From 0ce5f4f4908c581eab60cd27a9c8b015150ffa2f Mon Sep 17 00:00:00 2001
From: hobokenchicken <dustin@dustin.coffee>
Date: Thu, 19 Mar 2026 13:26:31 -0400
Subject: [PATCH] docs: finalize documentation for Go migration

Updated README, architecture, and TODO to reflect full feature parity, system metrics, and registry integration.
---
 BACKEND_ARCHITECTURE.md | 37 +++++++++++++++++++------------------
 README.md               |  8 +++++++-
 TODO.md                 | 16 +++++++++++-----
 3 files changed, 37 insertions(+), 24 deletions(-)

diff --git a/BACKEND_ARCHITECTURE.md b/BACKEND_ARCHITECTURE.md
index 0ee3e0b9..4be40dfd 100644
--- a/BACKEND_ARCHITECTURE.md
+++ b/BACKEND_ARCHITECTURE.md
@@ -9,6 +9,7 @@ The LLM Proxy backend is implemented in Go, focusing on high performance, clear
 - **Database:** [sqlx](https://github.com/jmoiron/sqlx) - Lightweight wrapper for standard `database/sql`.
 - **SQLite Driver:** [modernc.org/sqlite](https://modernc.org/sqlite) - CGO-free SQLite implementation for ease of cross-compilation.

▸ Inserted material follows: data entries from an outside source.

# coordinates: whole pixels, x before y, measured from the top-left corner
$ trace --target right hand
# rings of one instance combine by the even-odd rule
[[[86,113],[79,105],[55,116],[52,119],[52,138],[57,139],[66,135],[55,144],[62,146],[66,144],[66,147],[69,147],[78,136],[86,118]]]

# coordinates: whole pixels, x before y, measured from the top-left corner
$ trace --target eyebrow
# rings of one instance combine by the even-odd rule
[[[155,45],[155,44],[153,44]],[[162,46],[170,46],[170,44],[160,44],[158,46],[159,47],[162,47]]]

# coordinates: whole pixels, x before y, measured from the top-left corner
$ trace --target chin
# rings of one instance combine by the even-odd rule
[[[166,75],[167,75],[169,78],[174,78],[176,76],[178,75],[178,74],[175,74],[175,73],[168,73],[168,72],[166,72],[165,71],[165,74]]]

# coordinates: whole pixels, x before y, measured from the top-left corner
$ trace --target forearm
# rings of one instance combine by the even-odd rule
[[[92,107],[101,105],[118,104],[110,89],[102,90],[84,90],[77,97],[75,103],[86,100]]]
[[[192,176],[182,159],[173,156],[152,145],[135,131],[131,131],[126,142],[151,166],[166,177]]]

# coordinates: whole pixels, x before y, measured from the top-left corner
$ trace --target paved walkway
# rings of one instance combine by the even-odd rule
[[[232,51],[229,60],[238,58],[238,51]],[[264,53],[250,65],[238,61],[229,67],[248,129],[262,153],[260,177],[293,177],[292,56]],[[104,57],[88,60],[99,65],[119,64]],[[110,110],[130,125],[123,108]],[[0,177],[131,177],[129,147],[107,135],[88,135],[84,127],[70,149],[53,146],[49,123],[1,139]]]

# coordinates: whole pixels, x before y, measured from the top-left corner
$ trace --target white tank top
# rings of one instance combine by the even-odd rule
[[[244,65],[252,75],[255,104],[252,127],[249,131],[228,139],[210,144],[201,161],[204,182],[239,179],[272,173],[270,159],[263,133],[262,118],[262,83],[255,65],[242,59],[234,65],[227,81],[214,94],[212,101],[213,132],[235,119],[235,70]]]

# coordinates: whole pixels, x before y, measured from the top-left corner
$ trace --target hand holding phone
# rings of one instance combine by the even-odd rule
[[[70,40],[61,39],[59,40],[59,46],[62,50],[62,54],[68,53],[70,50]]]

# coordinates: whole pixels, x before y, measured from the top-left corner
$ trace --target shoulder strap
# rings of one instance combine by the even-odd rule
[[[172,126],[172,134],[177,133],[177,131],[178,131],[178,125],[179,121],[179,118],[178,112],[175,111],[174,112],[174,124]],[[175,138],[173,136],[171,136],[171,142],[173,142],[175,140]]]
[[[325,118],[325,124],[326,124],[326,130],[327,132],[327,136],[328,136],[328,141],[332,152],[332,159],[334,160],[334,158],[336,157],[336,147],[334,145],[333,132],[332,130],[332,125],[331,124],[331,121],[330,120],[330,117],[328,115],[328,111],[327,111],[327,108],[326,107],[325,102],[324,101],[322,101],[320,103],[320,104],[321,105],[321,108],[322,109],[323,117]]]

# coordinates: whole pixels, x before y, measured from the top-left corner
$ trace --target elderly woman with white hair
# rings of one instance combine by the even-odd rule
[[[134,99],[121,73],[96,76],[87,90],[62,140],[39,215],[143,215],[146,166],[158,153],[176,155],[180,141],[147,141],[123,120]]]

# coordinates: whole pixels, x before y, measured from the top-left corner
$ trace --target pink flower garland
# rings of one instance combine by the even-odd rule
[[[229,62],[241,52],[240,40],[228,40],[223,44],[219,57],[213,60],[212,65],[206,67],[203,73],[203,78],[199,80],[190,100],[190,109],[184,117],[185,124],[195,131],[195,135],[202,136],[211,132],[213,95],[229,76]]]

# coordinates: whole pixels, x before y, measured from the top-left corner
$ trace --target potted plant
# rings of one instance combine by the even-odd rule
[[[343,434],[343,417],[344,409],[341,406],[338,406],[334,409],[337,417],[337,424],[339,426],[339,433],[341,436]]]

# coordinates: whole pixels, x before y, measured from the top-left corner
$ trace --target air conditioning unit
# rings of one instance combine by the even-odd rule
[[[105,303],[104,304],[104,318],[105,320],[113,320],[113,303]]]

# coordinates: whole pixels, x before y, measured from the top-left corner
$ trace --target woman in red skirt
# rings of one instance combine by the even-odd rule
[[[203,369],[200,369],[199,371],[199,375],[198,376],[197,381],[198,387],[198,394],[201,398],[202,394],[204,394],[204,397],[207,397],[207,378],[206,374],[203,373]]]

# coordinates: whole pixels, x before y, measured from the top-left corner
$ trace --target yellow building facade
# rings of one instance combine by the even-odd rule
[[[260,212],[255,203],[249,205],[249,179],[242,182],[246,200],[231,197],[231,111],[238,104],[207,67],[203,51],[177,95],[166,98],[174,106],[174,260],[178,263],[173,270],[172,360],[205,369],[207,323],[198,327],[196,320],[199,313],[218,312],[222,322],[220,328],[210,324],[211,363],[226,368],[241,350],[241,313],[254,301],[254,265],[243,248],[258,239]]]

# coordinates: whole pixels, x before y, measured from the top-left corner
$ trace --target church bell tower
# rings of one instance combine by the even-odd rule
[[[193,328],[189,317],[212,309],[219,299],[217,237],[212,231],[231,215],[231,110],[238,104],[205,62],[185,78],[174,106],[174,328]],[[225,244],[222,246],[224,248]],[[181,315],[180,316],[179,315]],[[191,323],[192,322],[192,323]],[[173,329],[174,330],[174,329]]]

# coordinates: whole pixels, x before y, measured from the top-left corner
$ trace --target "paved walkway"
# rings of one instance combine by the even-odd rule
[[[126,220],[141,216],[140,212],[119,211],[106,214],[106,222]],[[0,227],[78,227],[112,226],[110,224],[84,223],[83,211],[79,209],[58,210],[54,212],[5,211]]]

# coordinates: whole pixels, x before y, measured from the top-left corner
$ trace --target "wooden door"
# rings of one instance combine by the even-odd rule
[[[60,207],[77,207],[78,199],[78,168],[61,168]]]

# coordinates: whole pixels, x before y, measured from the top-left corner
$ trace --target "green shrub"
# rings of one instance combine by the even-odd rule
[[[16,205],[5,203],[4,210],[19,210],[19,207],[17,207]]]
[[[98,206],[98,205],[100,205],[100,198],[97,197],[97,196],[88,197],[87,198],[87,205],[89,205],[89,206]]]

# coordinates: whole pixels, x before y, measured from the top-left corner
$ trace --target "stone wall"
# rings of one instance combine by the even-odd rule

 - **Config:** [Viper](https://github.com/spf13/viper) - Robust configuration management supporting environment variables and files.
+- **Metrics:** [gopsutil](https://github.com/shirou/gopsutil) - System-level resource monitoring.
 
 ## Project Structure
 
@@ -22,40 +23,40 @@ The LLM Proxy backend is implemented in Go, focusing on high performance, clear
 │   ├── models/             # Unified request/response structs
 │   ├── providers/          # LLM provider implementations (OpenAI, Gemini, etc.)
 │   ├── server/             # HTTP server, dashboard handlers, and WebSocket hub
-│   └── utils/              # Common utilities (multimodal, etc.)
+│   └── utils/              # Common utilities (registry, pricing, etc.)
 └── static/                 # Frontend assets (served by the backend)
 ```
 
 ## Key Components
 
 ### 1. Provider Interface (`internal/providers/provider.go`)
-Standardized interface for all LLM backends:
-```go
-type Provider interface {
-	Name() string
-	ChatCompletion(ctx context.Context, req *models.UnifiedRequest) (*models.ChatCompletionResponse, error)
-	ChatCompletionStream(ctx context.Context, req *models.UnifiedRequest) (<-chan *models.ChatCompletionStreamResponse, error)
-}
-```
+Standardized interface for all LLM backends. Implementations handle mapping between the unified format and provider-specific APIs (OpenAI, Gemini, DeepSeek, Grok).
 
-### 2. Asynchronous Logging (`internal/server/logging.go`)
+### 2. Model Registry & Pricing (`internal/utils/registry.go`)
+Integrates with `models.dev/api.json` to provide real-time model metadata and pricing. 
+- **Fuzzy Matching:** Supports matching versioned model IDs (e.g., `gpt-4o-2024-08-06`) to base registry entries.
+- **Automatic Refreshes:** The registry is fetched at startup and refreshed every 24 hours via a background goroutine.
+
+### 3. Asynchronous Logging (`internal/server/logging.go`)
 Uses a buffered channel and background worker to log every request to SQLite without blocking the client response. It also broadcasts logs to the WebSocket hub for real-time dashboard updates.
 
-### 3. Session Management (`internal/server/sessions.go`)
-Implements HMAC-SHA256 signed tokens for dashboard authentication. Sessions are stored in-memory with configurable TTL.
+### 4. Session Management (`internal/server/sessions.go`)
+Implements HMAC-SHA256 signed tokens for dashboard authentication. Tokens secure the management interface while standard Bearer tokens are used for LLM API access.
 
-### 4. WebSocket Hub (`internal/server/websocket.go`)
-A centralized hub for managing WebSocket connections, allowing real-time broadcast of system events and request logs to the dashboard.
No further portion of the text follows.